7. Try out Suggested Sites
IE8's Suggested Sites feature offers links to sites that may interest you, based on your browsing history. When you switch this feature on, using Tools | Suggested Sites, IE8 sends a list of the addresses you visit to Microsoft, and Microsoft sends back a list of suggestions. You view the suggestions by clicking the Favorites toolbar and choosing See Suggested Sites. Personally, I don't like sending my browsing history to Microsoft, and I found in testing that the suggestions tend to be sites I know about already. But if you're exploring some new and unfamiliar subject, it may be worth turning this feature on while you visit sites that cover the subject.

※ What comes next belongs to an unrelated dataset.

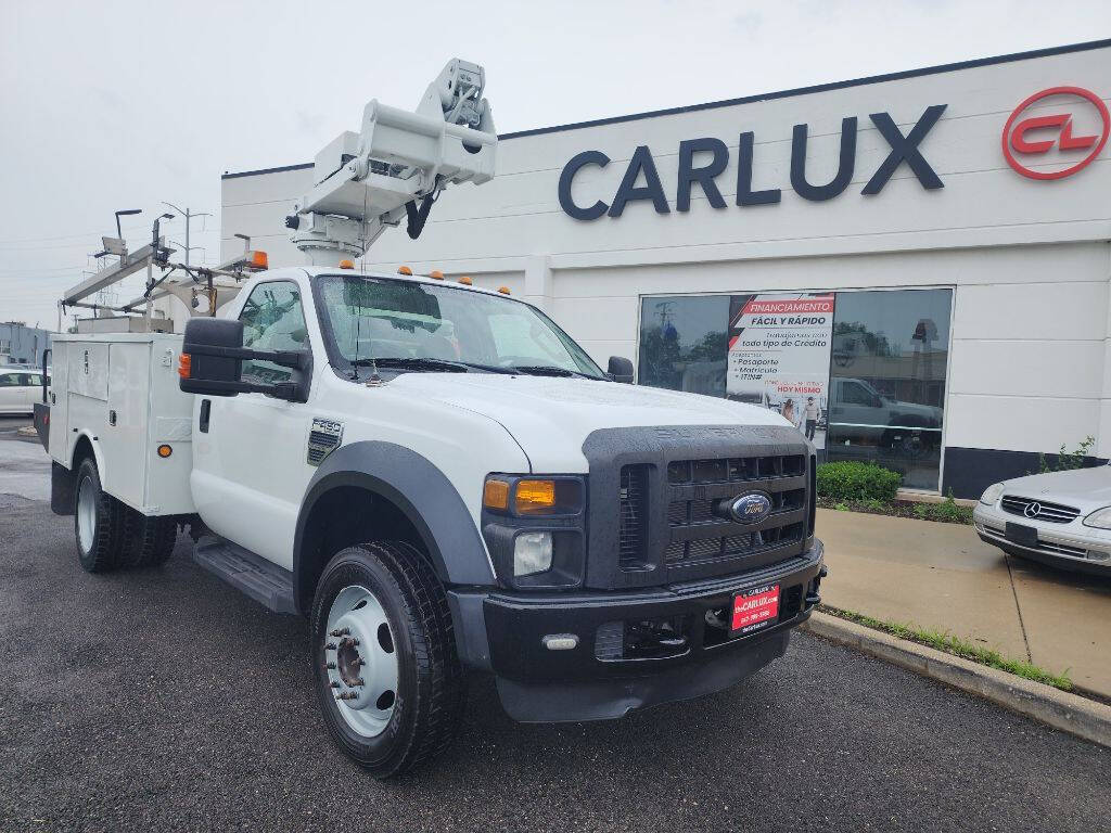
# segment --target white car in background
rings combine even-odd
[[[49,379],[47,380],[49,383]],[[34,368],[0,368],[0,414],[30,414],[42,401],[42,371]]]
[[[1010,555],[1111,575],[1111,464],[994,483],[973,522]]]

Every experienced Windows user knows the mantra "right-click everywhere." When you right-click in the toolbar or tab bar in IE8, you can find options that make the browser look and work the way you want it, not the way Microsoft thinks you want it. For example, right-click in the Favorites toolbar, choose Customize Title Widths, and switch from the default Long Titles setting to either Short Titles, which displays the first few letters of the name of each link in the Favorites bar, or to Icons Only, which does what it says. Either of these settings packs more items into the Favorites bar than the Long Titles setting.
The traditional top-line Menu Bar and the new Command Bar (the one at the right above the main window) duplicate many of these functions. Right-click in the menu area, and uncheck one of these to see if you can manage without it. Feel free to experiment. If you turn off the Menu Bar, you still access its commands by pressing the traditional keyboard shortcuts that open items on the top-line menu: Alt-F for File, Alt-E for Edit, Alt-V for View—or just Alt to open the Menu bar.
Tired of drilling down through IE's menu structure to find the feature you need? Try clicking in different places on the status bar at the foot of the window to find quick access to some otherwise hard-to-find controls. You'll have to explore this for yourself, because the various square-shaped regions in the status bar aren't labeled. But you'll find that a click in one region brings up a menu that lets you turn the pop-up blocker on and off, while a click in another region lets you check a suspicious-looking Web site to see if Microsoft has marked it as unsafe. Other regions in the status bar let you access the Zoom feature quickly, or check or change the status of InPrivate Filtering.